The aim of this study was to examine the structure of the crystalline bacterial biofilms that encrust and block silver/hydrogel-coated latex catheters. Scanning electron microscopy was used to examine the crystalline deposits that were found encrusting catheters obtained from six patients undergoing long-term catheterization in a community setting. Large populations of bacilli and cocci were seen on all catheters developing on a basal foundation layer of crystalline material. These observations show that in patients prone to catheter encrustation, crystalline material formed in the urine can cover the surfaces of silver catheters. Extensive bacterial biofilms then develop on the crystals, shielded from the underlying silver. It is suggested that if antimicrobials are to be incorporated into catheters to prevent encrustation, they must diffuse out from the catheter surface and reduce the viable cell populations of the urease producing bacteria that elevate the urinary pH and trigger crystal formation.

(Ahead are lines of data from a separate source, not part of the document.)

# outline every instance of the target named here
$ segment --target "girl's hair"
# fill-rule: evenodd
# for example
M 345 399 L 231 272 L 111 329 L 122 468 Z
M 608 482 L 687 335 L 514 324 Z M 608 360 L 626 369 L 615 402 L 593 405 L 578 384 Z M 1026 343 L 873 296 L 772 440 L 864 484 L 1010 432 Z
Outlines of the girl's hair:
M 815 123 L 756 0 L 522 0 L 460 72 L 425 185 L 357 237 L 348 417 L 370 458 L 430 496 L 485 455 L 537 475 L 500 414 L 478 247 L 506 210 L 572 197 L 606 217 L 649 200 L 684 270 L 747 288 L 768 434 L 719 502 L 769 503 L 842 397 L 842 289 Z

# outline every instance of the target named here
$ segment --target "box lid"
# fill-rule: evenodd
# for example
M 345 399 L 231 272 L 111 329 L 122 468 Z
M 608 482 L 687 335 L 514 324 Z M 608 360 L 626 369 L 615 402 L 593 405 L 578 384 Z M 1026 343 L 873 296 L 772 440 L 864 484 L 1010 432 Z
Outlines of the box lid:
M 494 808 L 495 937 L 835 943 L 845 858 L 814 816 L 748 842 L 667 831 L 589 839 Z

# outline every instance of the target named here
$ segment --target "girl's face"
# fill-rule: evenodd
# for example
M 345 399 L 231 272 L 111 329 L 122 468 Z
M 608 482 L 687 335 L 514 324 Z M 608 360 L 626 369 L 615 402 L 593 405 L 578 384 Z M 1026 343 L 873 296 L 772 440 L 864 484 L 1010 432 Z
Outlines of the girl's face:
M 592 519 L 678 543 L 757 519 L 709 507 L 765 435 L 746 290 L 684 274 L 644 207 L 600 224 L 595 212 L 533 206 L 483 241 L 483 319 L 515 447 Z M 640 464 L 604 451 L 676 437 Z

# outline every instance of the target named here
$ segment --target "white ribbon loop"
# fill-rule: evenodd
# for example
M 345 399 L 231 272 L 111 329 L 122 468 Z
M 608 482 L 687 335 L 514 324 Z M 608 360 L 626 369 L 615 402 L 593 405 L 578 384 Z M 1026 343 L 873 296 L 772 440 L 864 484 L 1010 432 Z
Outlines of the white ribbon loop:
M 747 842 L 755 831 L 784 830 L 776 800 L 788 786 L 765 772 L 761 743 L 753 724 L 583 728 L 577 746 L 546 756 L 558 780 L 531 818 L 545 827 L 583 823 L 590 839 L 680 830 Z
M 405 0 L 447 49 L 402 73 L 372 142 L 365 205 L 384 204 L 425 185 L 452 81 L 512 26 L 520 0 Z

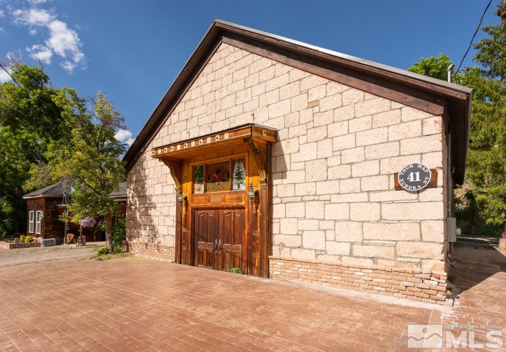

Modulation of crystalline Proteus mirabilis biofilm development on urinary catheters.

The crystalline biofilms formed by Proteus mirabilis can seriously complicate the care of patients undergoing long-term bladder catheterization. The generation of alkaline urine by the bacterial urease causes calcium and magnesium phosphates to precipitate from urine and accumulate in the catheter biofilm, blocking the flow of urine from the bladder. The pH at which these salts crystallize from a urine sample, the nucleation pH (pH(n)), can be elevated by diluting the urine and by increasing its citrate content. The aim of this study was to examine whether manipulation of pH(n) in these ways modulated the rate at which crystalline biofilm developed. Experiments in laboratory models of the catheterized bladder infected with P. mirabilis showed that when the bladder was supplied with a concentrated urine (pH(n) 6.7) at a low fluid output (720 ml per 24 h), catheters blocked at 19-31 h. Diluting this urine 1:4 increased the pH(n) to 7.5 and models supplied with this urine at 2880 ml per 24 h took 110-137 h to block. When models were supplied with urine containing citrate at 1.5 mg ml(-1) or above (pH(n) 8.3-9.1), the catheters drained freely for the full 7 day experimental period. Scanning electron microscopy revealed that the catheter biofilms that developed in urine with high pH(n) values were devoid of crystalline formations. These observations should encourage a clinical trial to examine the effect of increasing a patient's fluid intake with citrate-containing drinks on the encrustation and blockage of catheters.